Injective morphism from an elliptic curve to $\mathbb CP^2$.  Let $E$ be the elliptic curve $x^3+y^3+z^3=0$. 
Question. Are there injective morphisms $E\to \mathbb CP^2$ of arbitrary high degree?
Comments. 1) There are injective morphisms $E\to \mathbb CP^2$ of degree $3$ (the obvious one) and of degree $6$ - whose image is the curve dual to the cubic.  2) Clearly for $\mathbb CP^1$ there are injective morphisms to $\mathbb CP^2$ of arbitrary high degree. 3) I don't know any (smooth projective) curve for which on can prove that it does not admit an injective morphism to $\mathbb CP^2$ of arbitrary high degree. 
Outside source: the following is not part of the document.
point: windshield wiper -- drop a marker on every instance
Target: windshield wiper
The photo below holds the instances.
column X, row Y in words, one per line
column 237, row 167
This question is related to Injective morphism from curves to $\mathbb CP^2$
 A: The answer is yes. And more generally, one has the following result:
Lemma: for any elliptic curve $X$, the degree of injective morphisms $X\to \mathbb{P}^2_{\mathbb{C}}$ (or $\mathbb{C}P^2$ if you want) is not bounded. 
Proof: The curve $X$ is isomorphic to a plane cubic of equation $X^3+Y^3+Z^3=\lambda XYZ$ for some $\lambda$ (Hessian form). Then, the curve has nine inflexion points. These are points $[0:1:\omega]$, $[1:0:\omega]$, $[1:\omega:0]$ with $\omega^3=1$. Choose three of them, $p_1,p_2,p_3$ such that the three corresponding tangent lines $L_1,L_2,L_3$ intersect at three points $L_1\cap L_2$, $L_1\cap L_3$, $L_2\cap L_3$, different from $p_1,p_2,p_3$.
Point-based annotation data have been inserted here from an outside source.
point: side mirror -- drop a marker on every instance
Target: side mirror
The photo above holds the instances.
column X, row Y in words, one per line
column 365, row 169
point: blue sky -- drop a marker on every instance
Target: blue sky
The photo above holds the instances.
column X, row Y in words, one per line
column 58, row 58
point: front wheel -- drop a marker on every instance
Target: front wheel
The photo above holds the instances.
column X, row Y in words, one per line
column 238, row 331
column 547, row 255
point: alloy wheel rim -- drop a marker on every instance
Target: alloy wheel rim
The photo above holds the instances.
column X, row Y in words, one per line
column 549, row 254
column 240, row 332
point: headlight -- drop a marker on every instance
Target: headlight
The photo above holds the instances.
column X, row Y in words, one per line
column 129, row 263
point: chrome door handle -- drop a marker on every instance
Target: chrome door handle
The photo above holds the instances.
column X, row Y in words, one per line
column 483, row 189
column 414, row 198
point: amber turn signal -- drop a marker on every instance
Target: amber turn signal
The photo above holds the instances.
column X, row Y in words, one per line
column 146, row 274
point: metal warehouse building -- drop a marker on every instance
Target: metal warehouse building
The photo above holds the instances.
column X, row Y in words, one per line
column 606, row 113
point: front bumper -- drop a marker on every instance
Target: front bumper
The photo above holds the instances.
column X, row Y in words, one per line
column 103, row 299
We change the coordinates and assume that $L_1,L_2,L_3$ are the lines $x=0$, $y=0$ and $z=0$. The points $p_1,p_2,p_3$ become points of the form $[0:1:a_1]$, $[a_2:0:1]$, $[1:a_3:0]$ with $a_1a_2a_3\not=0$.
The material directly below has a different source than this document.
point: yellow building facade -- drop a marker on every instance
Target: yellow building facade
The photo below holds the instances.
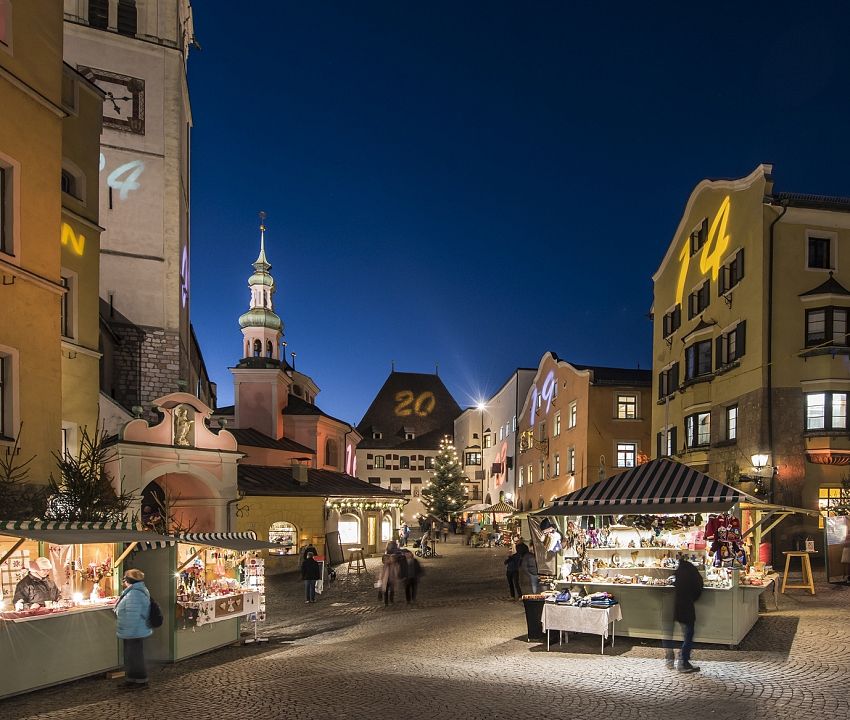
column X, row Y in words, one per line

Take now the birational map of $\mathbb{P}^2$ given locally by $(x,y)-->(x,x^ny)$, and globally by $[x:y:z]-->[xz^n:x^ny:z^{n+1}]$, for $n\ge 2$. Its base-points are $[0:1:0]$ and $[1:0:0]$, which do not belong to the curve. The curves contracted are $z=0$ and $x=0$, and $y=0$ is fixed. Outside of the triangle $xyz=0$, the map is an automorphism. In consequence, the image of the curve has degree $3n$ and only cuspidal singularities. This yields an injective map from $X$ to $\mathbb{P}^2$.